Bir kimsenin baygınlığı bir gün ile bir geceden az devam ederse, bu arada geçen namazlarını kaza eder. Fakat bundan çok devam ederse, namazları üzerinden düşer. Bu azlık ve çokluk İmam Azam'a göre saat itibariyledir. İmam Muhammed'e göre ise, geçen namazların vakitleri itibariyledir. Bunun için İmam Muhammed'e göre, geçmiş olan namazlar beşten fazla ise düşerler; değilse düşmezler. Bu görüş daha sahih görülmektedir.

Sonuç

Namaz, tam bir özür bulunmadıkça asla terk edilemez ve geciktirilemez. Aksi halde Yüce Allah'ın azabı çok şiddetlidir, pek korkunçtur. O'nun büyük varlığına sığınırız.

Bir özre dayanmaksızın farz namazlar hayvan üzerinde kılınmaz. Bu hükümde vitir namazı ile cenaze namazı ve yerde okunmuş olan secde âyetinden dolayı yapılacak tilâvet secdesi ve kazası gereken herhangi bir namaz da aynıdır.

İmam Azam'dan bir rivayete göre, sabah namazının sünneti de bir özür bulunmadıkça hayvan üzerinde kılınamaz.

Yürümekte olan bir araba, yürür halde olan hayvan hükmündedir. Onun için bir zaruret bulunmadıkça yürür halde olan araba üzerinde farz ve vacib namazlar kılınamaz. Yerde duran araba ise, yer üzerindeki bir sedir ve bir taht gibidir, üzerinde herhangi bir namaz kılınabilir.

Yüzüp gitmekte olan bir gemi içinde, bir özür olmaksızın bütün namazlar oturularak kılınabilir. Fakat ayakta kılmak daha faziletlidir. Bu, İmam Azam'a göredir. İki imama göre, baş dönmesi gibi bir özür bulunmadıkça, yürüyen gemi içinde farz namazlar oturularak kılınamaz. Çünkü kıyam (ayakta durmak), bir rükündür, bir özür bulunmadıkça terk edilemez. İmam Azam'a göre ise, gemide baş dönmesi galiptir; galip ise muhakkak hükmündedir.

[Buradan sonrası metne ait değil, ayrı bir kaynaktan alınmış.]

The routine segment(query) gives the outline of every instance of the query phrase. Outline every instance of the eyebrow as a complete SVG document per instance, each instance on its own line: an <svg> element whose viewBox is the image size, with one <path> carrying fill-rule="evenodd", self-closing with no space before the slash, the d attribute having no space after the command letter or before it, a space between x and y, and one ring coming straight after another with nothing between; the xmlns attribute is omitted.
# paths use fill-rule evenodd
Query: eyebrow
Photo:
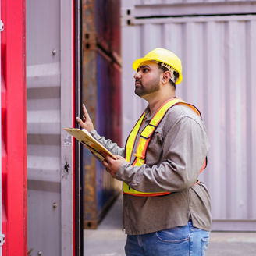
<svg viewBox="0 0 256 256"><path fill-rule="evenodd" d="M142 65L137 69L137 72L138 72L140 69L144 69L144 68L150 68L150 66L148 65Z"/></svg>

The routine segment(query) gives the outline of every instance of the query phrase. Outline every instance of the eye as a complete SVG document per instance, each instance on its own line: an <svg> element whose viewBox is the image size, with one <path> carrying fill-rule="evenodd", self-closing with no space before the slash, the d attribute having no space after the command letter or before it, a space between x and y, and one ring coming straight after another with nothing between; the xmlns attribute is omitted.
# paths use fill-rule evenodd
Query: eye
<svg viewBox="0 0 256 256"><path fill-rule="evenodd" d="M142 69L143 73L147 73L148 71L149 71L149 69L148 69L148 68L143 68L143 69Z"/></svg>

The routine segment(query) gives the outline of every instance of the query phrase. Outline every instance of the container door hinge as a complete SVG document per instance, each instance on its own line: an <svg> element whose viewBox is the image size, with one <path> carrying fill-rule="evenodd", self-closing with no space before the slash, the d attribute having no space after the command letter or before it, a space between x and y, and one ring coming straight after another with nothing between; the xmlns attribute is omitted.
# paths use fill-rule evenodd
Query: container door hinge
<svg viewBox="0 0 256 256"><path fill-rule="evenodd" d="M5 235L1 234L0 235L0 246L3 246L5 243Z"/></svg>
<svg viewBox="0 0 256 256"><path fill-rule="evenodd" d="M4 30L4 23L2 20L0 20L0 32L2 32Z"/></svg>

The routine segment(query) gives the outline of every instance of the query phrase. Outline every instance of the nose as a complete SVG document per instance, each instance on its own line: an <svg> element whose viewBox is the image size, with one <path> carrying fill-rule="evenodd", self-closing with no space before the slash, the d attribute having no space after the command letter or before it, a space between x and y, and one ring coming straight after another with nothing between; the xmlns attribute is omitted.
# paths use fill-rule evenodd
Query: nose
<svg viewBox="0 0 256 256"><path fill-rule="evenodd" d="M136 72L136 73L134 74L133 77L134 77L135 80L140 79L141 78L140 72L140 71Z"/></svg>

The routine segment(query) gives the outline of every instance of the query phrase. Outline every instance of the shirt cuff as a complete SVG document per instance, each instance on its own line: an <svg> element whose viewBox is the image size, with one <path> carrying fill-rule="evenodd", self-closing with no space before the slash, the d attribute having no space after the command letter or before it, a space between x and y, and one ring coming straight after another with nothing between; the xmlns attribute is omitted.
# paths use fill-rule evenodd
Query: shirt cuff
<svg viewBox="0 0 256 256"><path fill-rule="evenodd" d="M92 135L92 137L95 139L95 140L99 140L101 138L101 136L97 133L96 130L92 130L90 133Z"/></svg>

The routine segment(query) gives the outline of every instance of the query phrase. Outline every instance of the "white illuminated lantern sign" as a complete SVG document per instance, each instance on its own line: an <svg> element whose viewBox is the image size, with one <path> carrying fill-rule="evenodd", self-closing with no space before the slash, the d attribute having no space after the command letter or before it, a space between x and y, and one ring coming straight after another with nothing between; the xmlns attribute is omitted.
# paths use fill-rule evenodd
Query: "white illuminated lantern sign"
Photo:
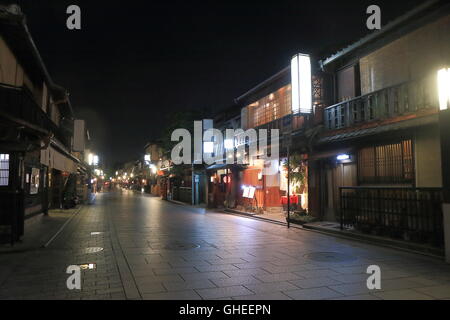
<svg viewBox="0 0 450 320"><path fill-rule="evenodd" d="M291 60L292 113L312 113L311 58L296 54Z"/></svg>
<svg viewBox="0 0 450 320"><path fill-rule="evenodd" d="M439 109L447 110L450 105L450 68L438 71Z"/></svg>

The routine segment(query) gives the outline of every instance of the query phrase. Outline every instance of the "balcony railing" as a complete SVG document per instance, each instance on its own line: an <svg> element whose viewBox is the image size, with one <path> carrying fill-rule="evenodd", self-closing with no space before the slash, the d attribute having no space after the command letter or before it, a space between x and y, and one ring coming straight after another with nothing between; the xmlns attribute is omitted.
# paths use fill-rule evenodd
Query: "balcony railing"
<svg viewBox="0 0 450 320"><path fill-rule="evenodd" d="M341 228L444 245L440 188L341 187Z"/></svg>
<svg viewBox="0 0 450 320"><path fill-rule="evenodd" d="M0 111L45 129L69 147L69 138L22 88L0 85Z"/></svg>
<svg viewBox="0 0 450 320"><path fill-rule="evenodd" d="M348 128L432 108L436 103L431 84L429 78L409 81L327 107L325 128Z"/></svg>

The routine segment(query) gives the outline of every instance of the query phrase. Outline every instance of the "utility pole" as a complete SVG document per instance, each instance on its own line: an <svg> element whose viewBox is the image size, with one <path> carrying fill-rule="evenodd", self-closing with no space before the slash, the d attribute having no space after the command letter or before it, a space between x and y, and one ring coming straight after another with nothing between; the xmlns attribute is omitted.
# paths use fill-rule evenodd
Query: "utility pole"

Deniz kenarında veya ortasında bağlı bulunan bir gemi, eğer çalkalanmamakta ise yer hükmündedir; içinde ayakta olarak namaz kılınabilir. Fakat çalkalanıp durmakta ise, hayvan hükmünde olur; mümkünse içinden çıkıp dışarda namaz kılmak gerekir.

Hareket halinde bulunan bir uçak da yürümekte olan bir gemi gibidir; bunun da yürümesi ve durması yolcunun elinde değildir.

Yürümekte olan deve gibi bir hayvanın üzerindeki Mahmil'in iki gözü, hayvanın sırtı hükmündedir. Fakat durmakta olan bir hayvanın üzerindeki Mahmil'in (içinde insan oturan eğerin) iki gözü altına yere dayanmak için bir ağaç dikildiği takdirde, yer üzerindeki sedir, tahta ve minderlik hükmünde olur.

Hayvan üzerinde namaz kılan kimse, rüku ve secdeyi ima ile yapar; secde için rükudan biraz daha fazla eğilir. Hayvan üzerindeki eğer gibi herhangi bir eşya üzerine başını koyarak secde edilmesi mekruhtur.

Sünnet ve müstahab namazlar, bir özür bulunmaksızın oturularak da kılınabilir. Fakat fazilet ayakta kılınmalarındadır. Bunda alimlerin ittifakı vardır. İmam Azam'a göre, yalnız sabah namazının sünneti bundan müstesnadır; özürsüz oturularak kılınmaz. Yukarıda buna işaret edilmişti. Teravih namazını da özürsüz oturarak kılmak caiz ise de, keraheti vardır.

Bir kimsenin ayakta olarak başladığı nafile bir namazı, yorulacak olsa, bir yere dayanarak veya oturarak kılması caizdir. Böyle bir özür bulunmadıkça, bir yere dayanılmasında veya oturulmasında kerahet vardır.

Bir kimse oturarak kılmaya başladığı nafile bir namazı, kalkıp ayakta tamamlayabilir. Bunda ittifak vardır.